The roads of the hill country of the Himalayas look like extreme S-curves when viewed from above. But when you’re driving on them, you feel like you’ve been dropped into a giant bowl of spaghetti, with clumps that are twisted and knotted. You swear that you’ve passed that same overpass or cut-through at least twice before. And maybe you have.
On all but the sharpest of curves, experienced drivers don’t brake; they just ease off the accelerator. If you see brake lights ahead, you can be pretty sure the driver is an inexperienced wuss and that your driver will put him in the rear view soon. The good part of having a veteran at the wheel is that he knows the roads and isn’t afraid to pass. The downside is that he's fearless, perhaps even reckless by U.S. standards. Hang on to that handle over the window and expect to close your eyes more than occasionally.
There’s a technique to passing on those curves. You pull out into the opposite lane as you approach a curve, but don’t begin to pass yet. If someone comes the other way, you quickly pop back into your spot. As you round the curve and get a view up the road, if no one is coming, you accelerate out of the curve, using centrifugal force to propel you like a slingshot past the vehicle (and sometimes vehicles) in front of you.
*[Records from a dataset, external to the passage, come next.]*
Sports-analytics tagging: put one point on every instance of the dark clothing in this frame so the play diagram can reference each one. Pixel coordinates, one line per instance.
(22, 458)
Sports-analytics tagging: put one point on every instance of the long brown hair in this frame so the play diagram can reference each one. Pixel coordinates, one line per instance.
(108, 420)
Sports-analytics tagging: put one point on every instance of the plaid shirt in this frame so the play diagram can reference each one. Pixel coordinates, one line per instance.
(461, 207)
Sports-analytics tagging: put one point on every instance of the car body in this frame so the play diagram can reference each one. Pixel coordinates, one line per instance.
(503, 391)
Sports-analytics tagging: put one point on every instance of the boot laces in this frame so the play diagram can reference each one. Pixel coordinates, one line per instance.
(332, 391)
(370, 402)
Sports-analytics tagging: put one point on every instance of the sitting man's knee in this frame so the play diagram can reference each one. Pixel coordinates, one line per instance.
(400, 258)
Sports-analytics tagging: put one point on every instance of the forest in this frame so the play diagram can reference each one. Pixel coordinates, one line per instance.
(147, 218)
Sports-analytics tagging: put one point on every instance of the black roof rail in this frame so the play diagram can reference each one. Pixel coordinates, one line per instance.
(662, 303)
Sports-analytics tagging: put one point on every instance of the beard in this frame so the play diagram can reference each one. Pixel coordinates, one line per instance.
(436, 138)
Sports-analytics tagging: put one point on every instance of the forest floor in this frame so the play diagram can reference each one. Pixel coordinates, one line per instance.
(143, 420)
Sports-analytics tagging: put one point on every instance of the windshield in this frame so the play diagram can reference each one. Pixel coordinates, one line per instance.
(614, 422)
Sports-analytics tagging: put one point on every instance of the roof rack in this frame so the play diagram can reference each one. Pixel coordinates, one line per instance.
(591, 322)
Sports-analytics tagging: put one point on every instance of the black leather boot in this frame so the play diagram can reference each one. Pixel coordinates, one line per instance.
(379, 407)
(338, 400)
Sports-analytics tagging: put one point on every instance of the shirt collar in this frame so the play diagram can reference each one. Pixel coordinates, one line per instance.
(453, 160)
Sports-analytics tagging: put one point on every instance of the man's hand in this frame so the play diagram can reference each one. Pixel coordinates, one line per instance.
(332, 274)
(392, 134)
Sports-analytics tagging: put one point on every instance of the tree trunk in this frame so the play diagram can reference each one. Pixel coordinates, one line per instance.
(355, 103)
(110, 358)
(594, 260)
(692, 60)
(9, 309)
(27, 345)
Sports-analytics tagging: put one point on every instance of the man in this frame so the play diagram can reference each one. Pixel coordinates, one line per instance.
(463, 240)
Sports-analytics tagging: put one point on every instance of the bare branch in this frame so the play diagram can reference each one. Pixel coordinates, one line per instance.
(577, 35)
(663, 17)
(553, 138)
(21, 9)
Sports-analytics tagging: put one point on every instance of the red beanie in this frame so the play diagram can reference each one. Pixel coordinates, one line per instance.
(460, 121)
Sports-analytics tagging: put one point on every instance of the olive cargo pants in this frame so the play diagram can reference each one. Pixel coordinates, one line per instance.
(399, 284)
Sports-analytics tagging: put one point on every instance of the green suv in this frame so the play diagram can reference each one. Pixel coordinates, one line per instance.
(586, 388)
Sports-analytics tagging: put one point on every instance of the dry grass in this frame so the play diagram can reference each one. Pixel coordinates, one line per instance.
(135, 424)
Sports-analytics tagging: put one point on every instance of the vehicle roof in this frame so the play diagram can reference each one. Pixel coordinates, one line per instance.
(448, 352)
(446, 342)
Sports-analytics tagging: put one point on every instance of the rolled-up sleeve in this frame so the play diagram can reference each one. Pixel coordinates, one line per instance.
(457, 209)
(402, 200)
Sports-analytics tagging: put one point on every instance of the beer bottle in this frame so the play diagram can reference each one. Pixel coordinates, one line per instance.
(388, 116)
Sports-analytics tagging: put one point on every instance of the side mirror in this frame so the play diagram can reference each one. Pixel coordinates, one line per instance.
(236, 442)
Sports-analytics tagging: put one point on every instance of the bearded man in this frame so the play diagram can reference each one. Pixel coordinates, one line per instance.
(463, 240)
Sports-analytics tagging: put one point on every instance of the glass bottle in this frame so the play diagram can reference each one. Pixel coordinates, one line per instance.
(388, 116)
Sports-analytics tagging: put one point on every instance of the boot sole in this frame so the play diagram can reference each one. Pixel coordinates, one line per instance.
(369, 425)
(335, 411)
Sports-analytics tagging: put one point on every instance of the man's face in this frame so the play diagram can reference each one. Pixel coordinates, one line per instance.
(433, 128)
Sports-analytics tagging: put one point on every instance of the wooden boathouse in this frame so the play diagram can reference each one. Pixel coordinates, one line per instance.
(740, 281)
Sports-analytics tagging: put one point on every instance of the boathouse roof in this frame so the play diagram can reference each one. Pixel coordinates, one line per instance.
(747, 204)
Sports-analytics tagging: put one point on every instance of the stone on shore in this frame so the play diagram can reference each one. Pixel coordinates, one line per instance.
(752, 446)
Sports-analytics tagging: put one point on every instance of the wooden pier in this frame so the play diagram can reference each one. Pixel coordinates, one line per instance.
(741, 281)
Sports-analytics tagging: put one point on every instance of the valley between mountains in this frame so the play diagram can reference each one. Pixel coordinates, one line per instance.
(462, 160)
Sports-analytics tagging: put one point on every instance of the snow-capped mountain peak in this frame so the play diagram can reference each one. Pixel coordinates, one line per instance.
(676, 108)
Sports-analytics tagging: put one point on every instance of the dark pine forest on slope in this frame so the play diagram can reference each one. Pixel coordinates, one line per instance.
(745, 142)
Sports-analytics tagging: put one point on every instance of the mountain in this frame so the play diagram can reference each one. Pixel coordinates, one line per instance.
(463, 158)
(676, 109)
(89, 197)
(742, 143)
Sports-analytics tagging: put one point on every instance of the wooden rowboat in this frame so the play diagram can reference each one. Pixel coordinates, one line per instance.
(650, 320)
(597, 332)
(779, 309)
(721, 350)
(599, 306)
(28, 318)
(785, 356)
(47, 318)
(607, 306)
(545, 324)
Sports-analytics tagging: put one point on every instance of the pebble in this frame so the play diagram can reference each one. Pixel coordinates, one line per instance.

Clustered along the mountainous slopes are hillside villages for which the phrase “explosion of color” was concocted. It’s not uncommon to see houses painted lilac with purple; red with pink; and varied hues of orange, salmon and bittersweet or citrus/lemon. Shades of teal and red are ubiquitous colors for the tin rooftops.
Considering how narrow and winding the roads are, trucks and tour buses abound. The travel coaches have company names like “Lovely,” “Royal” and “Delightful.” Commercial vehicles are brightly painted. Even the garbage trucks and small tractors, probably from family farms, are decorated. The message on the rear of all these vehicles—Blow Horn—is not just a suggestion. It’s an exhortation to be taken seriously, and most drivers do. Less common is “Use Dipper At Night.” (Not “dimmer,” mind you.)
During the eight-hour drive from Delhi to Shimla you notice the states represented on the license plates you see. You begin with a preponderance of DL for Delhi. That loses popularity to HR (Haryana) and PB (Punjab) as you proceed toward Chandigarh. That city seems to be the joint capital of both states, as well as a territory with its own plate (CH). There’s an occasional UP (Uttar Pradesh). The mountain climb is populated with HP—Himachal Pradesh, where Shimla (formerly Simla) is the capital.
Speaking of Chandigarh, it has an airport where those who blanche at a day-long car trip can fly in to have a shorter, three-hour bus ride up to Shimla. That drive is still not for the faint of heart; there’s simply no escaping the spaghetti bowl.
An hour or so north of Chandigarh, diesel trains from Kalka to Shimla make the journey in about four and a half hours. Not long ago, that trip took eight hours and there was just one train per day in each direction. The train remains a rare enough sight that both locals and tourists run to see it and take photos at village crossings. It says something about the terrain that the train still takes longer than the bus.
Where the ground is relatively flat for a mile or so, small towns and villages have sprung up along the route. Here you’ll find merchants with the necessities of life, which of course means a lot of shops with local produce. We stopped to get some provisions on the way up and on the way down. The older women generally had on sensible shoes, but the young ladies wore sandals or other attractive (read: non-sturdy) footwear. It must have been treacherous walking home.
It was midday on the return trip, so the street (no sidewalks) was a bustling marketplace. We idled in front of the vendors’ stands while my sister-in-law shopped. The Daikon radishes looked superb. They weren’t in season yet back in Delhi, so we brought some home for mooli paratha (bread stuffed with the vegetable), slathered in butter, of course.
Across from the produce stalls, girls who appeared to be tourists were laughing and taking selfies, oblivious to the begging children. Some local lads checked themselves out in our side view mirror as they walked by. They tidied their hair, intent on making the best impression on the young ladies in the sexy shoes. Young people, it seems, are the same all over the world.